I don’t think my understanding of sustainability has changed, but its manifestation in my everyday life has increased while I have been on Appalachian’s campus. Recycling bins in each dorm room and all over campus, a variety of vegetarian options that the meal plan provides, incentivizing using non-disposable water bottles and coffee mugs, all of these aspects encourage a sustainable, environmentally friendly lifestyle. Most cafeterias tend to unintentionally discourage a vegetarian diet (which has been proven to be more environmentally friendly) by having limited selections, but Appalachian’s Food Services not only has plenty of vegetarian options, but vegan options as well. Walking into ASU’s cafeteria, I never felt like I had to alter my diet because of what was being served, but rather, I felt like my dietary choices were being encouraged.

What is your understanding of a “liberal arts” education and do you believe Appalachian has provided that?
For me, a “liberal arts” education works to expose students to a wide variety of fields and outlooks before committing to a particular career path. Without the liberal arts education that Appalachian has certainly provided, I would have likely remained in my area of study, rather than being exposed to a career path that I had not considered before.
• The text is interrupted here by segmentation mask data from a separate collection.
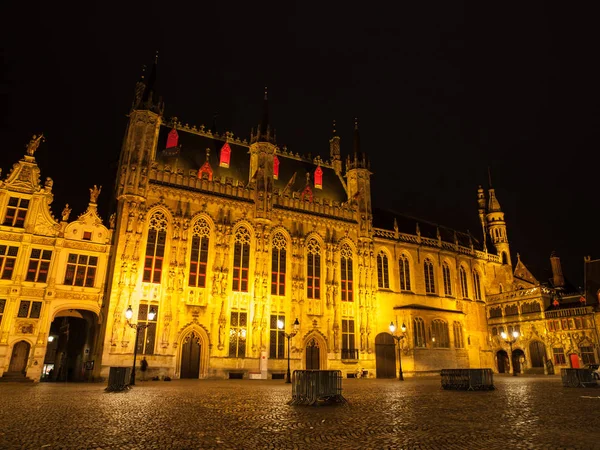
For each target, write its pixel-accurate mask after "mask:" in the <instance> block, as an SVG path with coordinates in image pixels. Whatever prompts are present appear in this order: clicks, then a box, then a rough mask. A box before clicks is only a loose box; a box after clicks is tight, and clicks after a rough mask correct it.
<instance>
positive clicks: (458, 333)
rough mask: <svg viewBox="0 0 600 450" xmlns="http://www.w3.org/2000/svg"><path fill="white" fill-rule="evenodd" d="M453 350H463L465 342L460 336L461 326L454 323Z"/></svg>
mask: <svg viewBox="0 0 600 450" xmlns="http://www.w3.org/2000/svg"><path fill="white" fill-rule="evenodd" d="M453 331H454V348H464V347H465V341H464V338H463V335H462V326H461V324H460V322H454V330H453Z"/></svg>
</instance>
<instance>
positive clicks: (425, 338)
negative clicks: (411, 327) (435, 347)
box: [413, 317, 427, 348]
mask: <svg viewBox="0 0 600 450" xmlns="http://www.w3.org/2000/svg"><path fill="white" fill-rule="evenodd" d="M413 330H414V340H415V347H421V348H423V347H426V345H427V338H426V337H425V322H423V319H421V318H420V317H415V318H414V319H413Z"/></svg>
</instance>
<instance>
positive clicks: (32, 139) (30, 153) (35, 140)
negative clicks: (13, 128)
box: [25, 133, 45, 156]
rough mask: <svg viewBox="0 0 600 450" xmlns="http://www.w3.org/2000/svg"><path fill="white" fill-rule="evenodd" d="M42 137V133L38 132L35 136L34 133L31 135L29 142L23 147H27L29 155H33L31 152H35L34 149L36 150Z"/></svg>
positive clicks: (27, 153)
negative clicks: (31, 135)
mask: <svg viewBox="0 0 600 450" xmlns="http://www.w3.org/2000/svg"><path fill="white" fill-rule="evenodd" d="M42 140H44V141H45V139H44V133H42V134H40V135H39V136H36V135H35V134H34V135H33V137H32V138H31V140H30V141H29V144H27V145H26V146H25V147H27V154H28V155H29V156H33V154H34V153H35V151H36V150H37V148H38V147H39V145H40V141H42Z"/></svg>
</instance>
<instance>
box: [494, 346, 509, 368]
mask: <svg viewBox="0 0 600 450" xmlns="http://www.w3.org/2000/svg"><path fill="white" fill-rule="evenodd" d="M496 360H497V364H498V373H509V372H510V362H509V360H508V353H506V352H505V351H504V350H500V351H499V352H498V353H496Z"/></svg>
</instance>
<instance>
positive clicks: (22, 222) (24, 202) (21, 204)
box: [2, 197, 29, 228]
mask: <svg viewBox="0 0 600 450" xmlns="http://www.w3.org/2000/svg"><path fill="white" fill-rule="evenodd" d="M27 208H29V200H28V199H26V198H19V197H11V198H9V199H8V206H7V207H6V216H4V222H3V224H2V225H8V226H9V227H18V228H23V225H24V224H25V217H26V216H27Z"/></svg>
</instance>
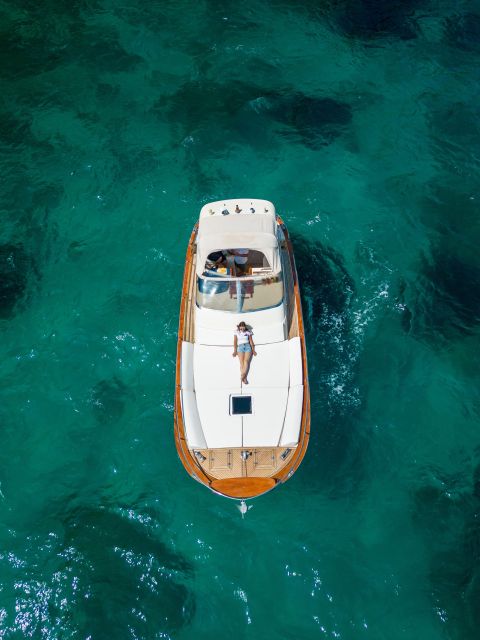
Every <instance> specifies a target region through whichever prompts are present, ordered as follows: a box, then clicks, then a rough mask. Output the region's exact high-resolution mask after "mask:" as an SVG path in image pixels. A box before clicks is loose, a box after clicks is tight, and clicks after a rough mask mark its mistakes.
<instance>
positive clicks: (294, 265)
mask: <svg viewBox="0 0 480 640" xmlns="http://www.w3.org/2000/svg"><path fill="white" fill-rule="evenodd" d="M277 222H278V224H279V225H281V228H282V230H283V233H284V234H285V242H284V243H283V245H282V246H281V253H282V263H283V265H284V286H285V295H286V300H287V309H286V313H287V321H288V339H290V338H293V337H296V336H299V337H300V341H301V348H302V364H303V406H302V423H301V427H300V435H299V441H298V444H297V446H295V447H290V448H287V447H242V448H224V449H200V450H198V449H197V450H195V451H196V454H195V453H194V451H193V450H191V449H189V448H188V443H187V439H186V436H185V427H184V423H183V414H182V405H181V397H180V391H181V371H180V367H181V349H182V342H183V341H187V342H194V340H195V283H196V277H195V266H196V252H195V249H196V247H195V239H196V235H197V230H198V224H197V225H195V227H194V228H193V231H192V234H191V236H190V241H189V244H188V248H187V255H186V260H185V273H184V277H183V287H182V299H181V304H180V319H179V327H178V344H177V366H176V379H175V414H174V416H175V444H176V447H177V452H178V455H179V457H180V460H181V461H182V464H183V466H184V467H185V469H186V470H187V472H188V473H189V474H190V475H191V476H192V477H193V478H195V480H198V482H201V483H202V484H204V485H206V486H207V487H209V488H210V489H212V491H215V492H216V493H219V494H221V495H223V496H226V497H229V498H240V499H243V498H253V497H256V496H259V495H261V494H263V493H266V492H267V491H270V489H273V488H274V487H275V486H277V485H278V484H280V483H282V482H285V481H286V480H288V478H290V477H291V476H292V475H293V473H294V472H295V471H296V469H297V468H298V466H299V465H300V463H301V461H302V459H303V456H304V455H305V452H306V449H307V446H308V440H309V436H310V391H309V385H308V369H307V357H306V348H305V334H304V326H303V317H302V306H301V301H300V291H299V286H298V278H297V270H296V267H295V259H294V256H293V249H292V244H291V242H290V237H289V235H288V231H287V229H286V227H285V224H284V223H283V221H282V219H281V218H280V217H279V216H277ZM287 264H288V265H289V266H290V268H289V269H288V268H285V265H287ZM286 450H287V451H288V453H287V454H286V455H284V459H283V458H282V457H281V454H282V453H284V454H285V451H286ZM242 452H243V457H242ZM245 452H246V453H245ZM244 458H246V459H244Z"/></svg>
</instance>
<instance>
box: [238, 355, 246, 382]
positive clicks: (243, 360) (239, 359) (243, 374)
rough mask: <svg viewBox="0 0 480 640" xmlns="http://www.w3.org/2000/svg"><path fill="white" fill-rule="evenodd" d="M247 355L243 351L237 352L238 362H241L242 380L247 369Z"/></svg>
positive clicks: (240, 375)
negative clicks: (237, 356)
mask: <svg viewBox="0 0 480 640" xmlns="http://www.w3.org/2000/svg"><path fill="white" fill-rule="evenodd" d="M246 355H247V354H246V353H244V352H243V351H238V352H237V356H238V360H239V361H240V378H241V379H242V380H243V375H244V373H243V369H244V367H245V356H246Z"/></svg>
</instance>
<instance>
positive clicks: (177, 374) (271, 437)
mask: <svg viewBox="0 0 480 640" xmlns="http://www.w3.org/2000/svg"><path fill="white" fill-rule="evenodd" d="M240 249H241V251H239V250H240ZM247 249H248V251H247ZM239 256H241V258H240V259H239ZM241 321H244V322H245V323H246V325H247V327H250V328H251V329H252V331H253V340H254V342H255V349H256V352H257V356H256V357H253V358H252V359H251V361H250V371H249V374H248V380H249V384H248V386H247V385H246V384H244V383H243V382H242V380H241V378H240V367H239V362H238V358H233V357H232V353H233V335H234V331H235V328H236V326H237V324H238V323H239V322H241ZM309 435H310V392H309V386H308V369H307V357H306V348H305V332H304V325H303V317H302V307H301V302H300V292H299V285H298V278H297V270H296V267H295V259H294V255H293V249H292V244H291V241H290V237H289V235H288V231H287V228H286V226H285V224H284V222H283V220H282V219H281V218H280V217H279V216H277V215H276V213H275V207H274V205H273V204H272V203H271V202H268V201H266V200H257V199H239V200H223V201H219V202H212V203H210V204H207V205H205V206H204V207H203V208H202V210H201V212H200V217H199V221H198V223H197V224H196V225H195V226H194V228H193V231H192V234H191V236H190V241H189V243H188V248H187V255H186V260H185V272H184V277H183V287H182V299H181V304H180V319H179V327H178V345H177V364H176V380H175V443H176V447H177V451H178V455H179V457H180V460H181V461H182V464H183V466H184V467H185V469H186V470H187V472H188V473H189V474H190V475H191V476H192V477H193V478H195V480H197V481H198V482H201V483H202V484H204V485H205V486H207V487H208V488H209V489H211V490H212V491H215V492H216V493H218V494H220V495H222V496H225V497H228V498H237V499H242V500H243V499H247V498H253V497H256V496H259V495H261V494H263V493H266V492H267V491H270V490H271V489H273V488H274V487H275V486H277V485H279V484H281V483H283V482H285V481H286V480H288V479H289V478H290V477H291V476H292V475H293V473H294V472H295V471H296V469H297V468H298V466H299V465H300V463H301V461H302V459H303V456H304V455H305V452H306V449H307V446H308V439H309Z"/></svg>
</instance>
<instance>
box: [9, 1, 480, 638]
mask: <svg viewBox="0 0 480 640" xmlns="http://www.w3.org/2000/svg"><path fill="white" fill-rule="evenodd" d="M479 60H480V3H479V2H478V1H477V2H469V1H462V0H460V1H457V2H447V1H446V0H441V1H439V2H428V1H426V2H422V1H421V0H404V1H403V2H400V0H396V2H387V0H381V1H380V0H377V1H374V0H328V1H325V2H320V1H317V2H314V1H311V2H301V3H297V2H293V1H290V2H289V1H287V0H271V1H270V2H267V1H260V2H256V3H255V2H254V3H252V2H245V1H243V0H237V1H236V2H229V1H224V2H215V1H214V0H200V1H198V2H187V1H183V2H182V1H177V2H166V1H165V2H140V1H138V0H137V1H134V0H124V2H115V1H113V0H110V1H108V0H102V1H101V0H98V1H96V0H91V1H88V0H83V1H82V0H78V1H71V2H67V1H66V0H65V1H64V2H61V1H60V0H56V1H53V0H52V1H45V2H42V3H40V2H33V1H30V0H17V1H16V2H14V1H5V0H2V1H1V2H0V89H1V92H0V96H1V99H0V135H1V140H0V143H1V165H0V166H1V176H2V180H1V183H0V206H1V228H0V278H1V279H0V348H1V358H0V377H1V402H0V483H1V484H0V490H1V494H0V638H2V639H8V640H10V639H12V640H13V639H15V640H17V639H20V638H34V639H41V640H44V639H70V638H71V639H77V638H78V639H85V640H86V639H88V638H90V639H92V640H97V639H116V640H117V639H118V640H121V639H124V638H125V639H127V638H128V639H130V638H132V639H133V638H142V639H149V640H150V639H154V638H179V639H191V638H198V639H210V638H212V637H220V638H224V637H225V638H234V639H237V638H239V639H253V638H258V637H263V638H274V639H277V638H278V639H299V640H300V639H310V638H341V639H344V640H350V639H352V640H356V639H359V638H365V639H367V640H368V639H370V640H377V639H378V640H384V639H389V640H397V639H405V640H407V639H415V640H416V639H418V638H421V639H422V640H433V639H440V638H452V639H455V640H457V639H458V640H473V639H476V638H478V633H479V631H478V629H479V625H480V430H479V412H480V394H479V379H480V370H479V359H480V357H479V323H480V288H479V283H480V259H479V257H478V246H479V242H480V222H479V220H480V218H479V213H480V212H479V205H478V203H479V198H480V193H479V191H478V188H479V187H478V185H479V173H480V172H479V157H480V138H479V129H480V125H479V115H480V113H479V82H478V67H479ZM236 196H238V197H241V196H246V197H249V196H253V197H259V198H267V199H270V200H272V201H274V202H275V203H276V205H277V210H278V212H279V213H280V214H281V215H282V217H284V219H285V220H286V222H287V224H288V226H289V229H290V232H291V234H292V235H293V239H294V242H295V244H294V246H295V248H296V256H297V263H298V269H299V277H300V280H301V284H302V286H303V297H304V299H303V303H304V315H305V321H306V326H307V339H308V356H309V369H310V378H311V393H312V435H311V440H310V447H309V450H308V453H307V456H306V457H305V459H304V462H303V464H302V466H301V467H300V469H299V471H298V472H297V473H296V474H295V476H294V477H293V478H292V479H291V480H290V481H289V482H288V483H287V484H286V485H284V486H283V487H280V488H279V489H276V490H275V491H273V492H272V493H270V494H268V495H266V496H264V497H263V498H260V499H258V500H256V501H253V502H252V503H251V504H252V505H253V507H252V508H251V509H250V510H249V511H248V513H247V514H246V517H245V518H244V519H242V518H241V515H240V513H239V511H238V510H237V508H236V505H235V503H234V502H232V501H228V500H225V499H222V498H220V497H218V496H215V495H214V494H212V493H210V492H209V491H207V490H206V489H204V488H203V487H202V486H200V485H198V484H197V483H195V482H194V481H193V480H192V479H190V478H189V477H188V476H187V474H186V473H185V472H184V470H183V468H182V466H181V464H180V462H179V461H178V459H177V455H176V451H175V447H174V441H173V390H174V367H175V348H176V329H177V318H178V306H179V296H180V288H181V282H182V271H183V260H184V254H185V249H186V244H187V241H188V237H189V233H190V230H191V227H192V225H193V224H194V222H195V220H196V218H197V217H198V212H199V210H200V207H201V206H202V205H203V204H204V203H206V202H208V201H211V200H217V199H221V198H223V197H236Z"/></svg>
After taking some intro literature courses, Rhetoric and composition courses, an anthropology course and French courses that were all required by General Education, I realized my heart was really with the humanities and receiving a liberal arts education helped me discover a career path that I had not imagined.

What are you doing after graduation?
Either taking a gap year and teaching English abroad (hopefully in France) or going straight into an English Master's program or a Comparative Literature Ph.D program.

What is your dream job?
Being a professor of Comparative Literature.
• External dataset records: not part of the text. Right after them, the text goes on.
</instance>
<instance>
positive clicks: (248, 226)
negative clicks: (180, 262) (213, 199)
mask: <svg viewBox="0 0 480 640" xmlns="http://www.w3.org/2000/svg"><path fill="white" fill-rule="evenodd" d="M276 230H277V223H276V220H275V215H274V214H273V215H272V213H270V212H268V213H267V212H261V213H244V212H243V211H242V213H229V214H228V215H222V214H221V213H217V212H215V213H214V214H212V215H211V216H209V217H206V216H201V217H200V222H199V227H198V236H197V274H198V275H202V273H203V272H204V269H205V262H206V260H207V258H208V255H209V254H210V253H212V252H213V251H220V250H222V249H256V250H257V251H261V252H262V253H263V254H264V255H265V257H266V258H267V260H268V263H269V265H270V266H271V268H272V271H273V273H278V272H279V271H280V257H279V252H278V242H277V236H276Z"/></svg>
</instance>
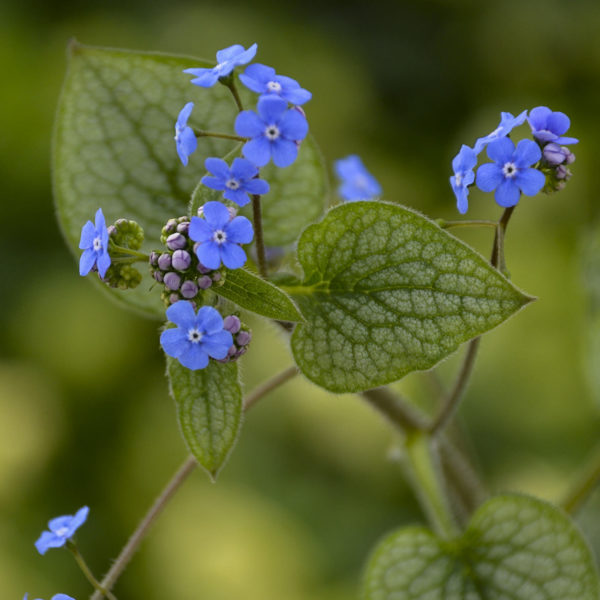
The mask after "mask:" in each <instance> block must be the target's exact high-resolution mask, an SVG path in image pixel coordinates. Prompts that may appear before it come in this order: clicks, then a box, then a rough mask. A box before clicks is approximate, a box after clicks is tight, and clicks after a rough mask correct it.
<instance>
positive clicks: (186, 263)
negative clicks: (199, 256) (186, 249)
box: [171, 250, 192, 271]
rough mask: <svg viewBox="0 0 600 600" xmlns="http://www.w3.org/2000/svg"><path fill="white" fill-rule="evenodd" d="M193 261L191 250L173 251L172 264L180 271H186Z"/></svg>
mask: <svg viewBox="0 0 600 600" xmlns="http://www.w3.org/2000/svg"><path fill="white" fill-rule="evenodd" d="M191 262H192V257H191V256H190V253H189V252H186V251H185V250H175V252H173V258H172V259H171V265H172V266H173V268H174V269H177V270H178V271H185V270H186V269H189V267H190V264H191Z"/></svg>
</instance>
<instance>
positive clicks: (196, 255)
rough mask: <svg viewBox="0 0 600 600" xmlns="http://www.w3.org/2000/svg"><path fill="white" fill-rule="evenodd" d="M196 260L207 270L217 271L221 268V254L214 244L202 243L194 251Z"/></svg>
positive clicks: (206, 242) (216, 244)
mask: <svg viewBox="0 0 600 600" xmlns="http://www.w3.org/2000/svg"><path fill="white" fill-rule="evenodd" d="M196 256H197V257H198V260H199V261H200V262H201V263H202V264H203V265H204V266H205V267H206V268H208V269H218V268H219V267H220V266H221V252H220V251H219V246H218V244H216V243H215V242H212V241H211V242H203V243H202V244H200V246H198V249H197V250H196Z"/></svg>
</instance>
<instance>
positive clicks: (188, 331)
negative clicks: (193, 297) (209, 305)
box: [160, 300, 233, 371]
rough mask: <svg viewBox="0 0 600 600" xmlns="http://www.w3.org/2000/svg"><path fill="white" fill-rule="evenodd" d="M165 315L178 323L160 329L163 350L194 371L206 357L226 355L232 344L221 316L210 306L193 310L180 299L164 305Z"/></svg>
mask: <svg viewBox="0 0 600 600" xmlns="http://www.w3.org/2000/svg"><path fill="white" fill-rule="evenodd" d="M167 319H169V321H172V322H173V323H175V325H177V327H176V328H173V329H166V330H165V331H163V332H162V334H161V336H160V344H161V346H162V347H163V350H164V351H165V353H166V354H168V355H169V356H172V357H173V358H176V359H177V360H178V361H179V362H180V363H181V364H182V365H183V366H184V367H187V368H188V369H192V370H193V371H195V370H197V369H204V368H205V367H206V366H207V365H208V359H209V357H211V358H216V359H217V360H219V359H223V358H225V357H226V356H227V352H228V351H229V348H230V347H231V346H232V344H233V337H232V335H231V333H230V332H229V331H226V330H225V329H224V328H223V317H222V316H221V315H220V314H219V312H218V311H217V310H215V309H214V308H213V307H212V306H203V307H202V308H200V310H199V311H198V314H196V313H195V312H194V308H193V307H192V305H191V304H190V303H189V302H188V301H186V300H180V301H179V302H175V304H172V305H171V306H169V308H167Z"/></svg>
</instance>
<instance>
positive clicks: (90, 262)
mask: <svg viewBox="0 0 600 600" xmlns="http://www.w3.org/2000/svg"><path fill="white" fill-rule="evenodd" d="M79 249H80V250H83V254H82V255H81V258H80V259H79V274H80V275H82V276H83V275H87V274H88V273H89V272H90V271H91V270H92V268H93V267H94V265H96V267H97V268H98V273H100V277H104V276H105V275H106V271H107V270H108V267H110V256H109V255H108V229H107V228H106V221H105V220H104V214H103V213H102V209H101V208H99V209H98V210H97V211H96V224H95V225H94V223H92V222H91V221H88V222H87V223H86V224H85V225H84V226H83V227H82V228H81V239H80V241H79Z"/></svg>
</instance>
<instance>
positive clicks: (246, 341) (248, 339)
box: [235, 331, 252, 346]
mask: <svg viewBox="0 0 600 600" xmlns="http://www.w3.org/2000/svg"><path fill="white" fill-rule="evenodd" d="M251 339H252V334H251V333H250V332H249V331H240V332H239V333H238V334H237V337H236V338H235V343H236V344H237V345H238V346H247V345H248V344H249V343H250V340H251Z"/></svg>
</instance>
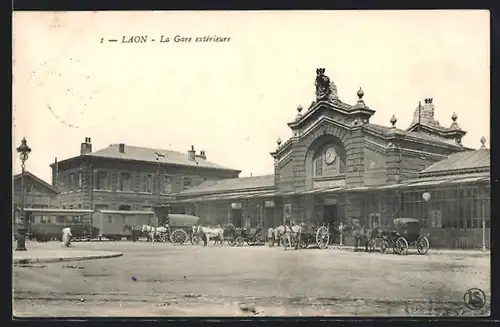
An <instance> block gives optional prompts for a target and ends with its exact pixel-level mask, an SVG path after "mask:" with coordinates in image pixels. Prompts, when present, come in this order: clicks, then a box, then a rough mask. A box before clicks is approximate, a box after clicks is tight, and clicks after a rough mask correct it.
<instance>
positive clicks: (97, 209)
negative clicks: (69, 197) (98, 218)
mask: <svg viewBox="0 0 500 327" xmlns="http://www.w3.org/2000/svg"><path fill="white" fill-rule="evenodd" d="M99 210H108V205H107V204H96V205H95V211H99Z"/></svg>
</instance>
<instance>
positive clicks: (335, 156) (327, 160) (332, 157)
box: [325, 147, 337, 165]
What do you think you will miss most when you graduate?
It’s strange to envision graduation and how drastically my life will change when that day comes. Moving forward for me will require me to move from Boone to another town to further my education. Entering a new college that will inevitably have a different scholarly environment will make me miss how laid back and welcoming Appalachian is. Here, academics literally come first. Because of the school’s inviting and down to earth mentality, academics, rather than appearances or politics, thrive. I will also miss the English Department in general. On top of spending all of my class time in Sanford Hall (where English classes are mostly held), I also work in the English Department fifteen hours a week as an office assistant. Through this position I have been able to meet the majority of the English staff and develop personal relationships with many of them. This department is home for me and when I graduate I will most definitely feel like I am leaving my family behind.